Sumbawanews.com,- Hamburg, Jerman — Superkomputer LineShine buatan China resmi menduduki puncak peringkat TOP500 sebagai mesin komputasi tercepat di dunia, menggeser El Capitan milik Amerika Serikat yang selama 18 bulan terakhir memimpin klasemen. Pencapaian ini diumumkan pada Konferensi Superkomputer Internasional di Hamburg, Jerman, pada 23 Juni 2026, sekaligus menandai kembalinya China ke posisi teratas setelah lebih dari delapan tahun.
Dirancang oleh Pusat Superkomputer Nasional di Shenzhen, LineShine mampu menjalankan 2,2 kuintiliun operasi per detik — atau 2,2 exaFLOPS — unggul lebih dari 20% dibanding El Capitan yang berbasis di Laboratorium Nasional Lawrence Livermore. Rekor ini bukan sekadar soal kecepatan, tapi juga kecerdikan teknis: LineShine mencapai level exascale murni menggunakan unit pemrosesan pusat (CPU) standar, tanpa bantuan unit pemrosesan grafis (GPU) yang selama ini menjadi andalan sistem-sistem superkomputer global, termasuk milik AS.
“Ini adalah pertama kalinya dalam sejarah superkomputasi, sebuah sistem murni CPU mencapai exascale,” ujar Jack Dongarra, pendiri TOP500 dan peraih Penghargaan Turing, dalam wawancara dengan *South China Morning Post*. “Ini membuktikan bahwa China tidak hanya mengejar, tapi juga menciptakan jalur alternatif yang lebih efisien.”
Pencapaian ini datang di tengah tekanan geopolitik ketat. Pemerintah Amerika Serikat di bawah Presiden Donald Trump telah memberlakukan larangan ekspor chip canggih ke China sejak 2022, dengan tujuan memperlambat kemajuan teknologi Beijing. Namun, LineShine justru menjadi bukti bahwa China mampu berinovasi di luar ketergantungan pada teknologi Barat — bahkan melampaui batas yang dianggap tak terjangkau.
Dengan kemampuan memproses data secepat itu, LineShine akan digunakan untuk misi-misi ilmiah paling ambisius: simulasi iklim global, pemodelan kompleksitas otak manusia, pengembangan obat baru, dan kriptografi tingkat tinggi. Di balik layar, sistem ini juga menjadi simbol pergeseran kekuatan teknologi global — di mana inovasi tidak lagi monopoli satu negara, tapi hasil dari ketahanan strategis dan investasi jangka panjang.

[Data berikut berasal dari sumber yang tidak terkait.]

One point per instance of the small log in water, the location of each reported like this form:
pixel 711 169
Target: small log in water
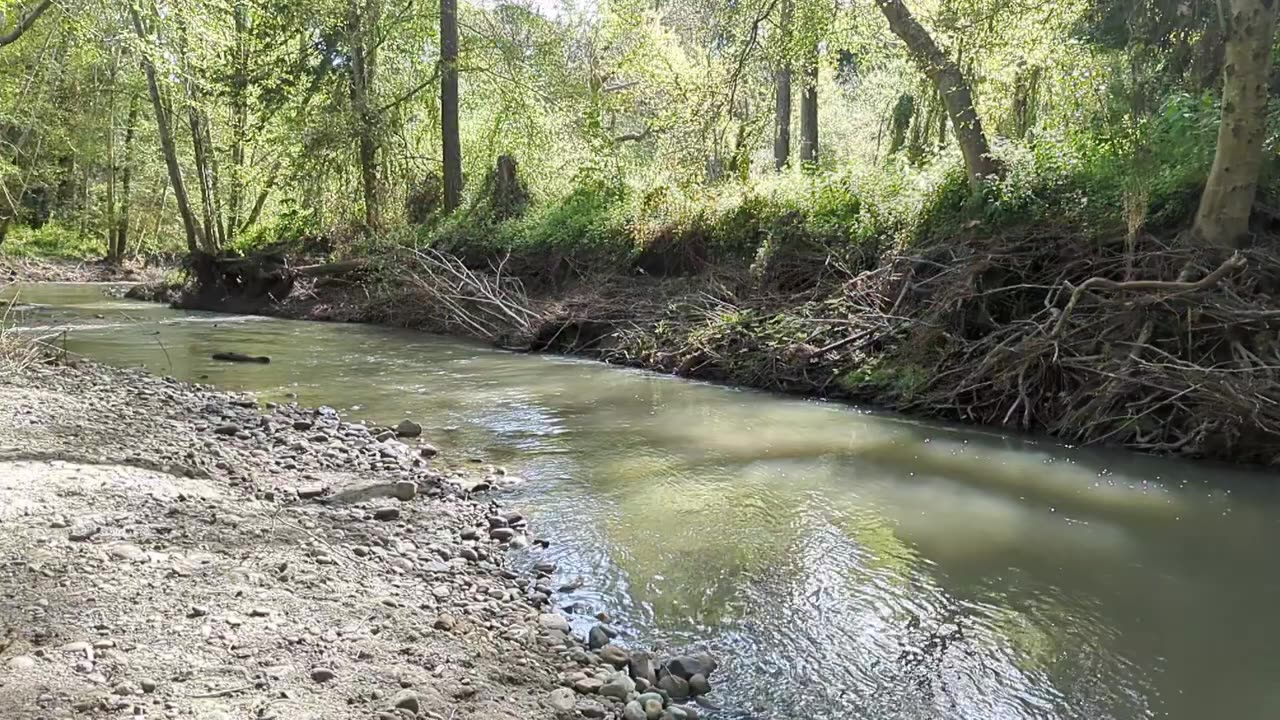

Sementara AS dan sekutunya terus berlomba membangun sistem berbasis GPU untuk kebutuhan kecerdasan buatan, China menunjukkan bahwa keunggulan komputasi bisa diraih lewat pendekatan berbeda: fokus pada efisiensi arsitektur, bukan hanya kekuatan komponen. Dengan LineShine, bukan hanya rekor yang dipecahkan — tapi paradigma baru dalam balapan teknologi dunia.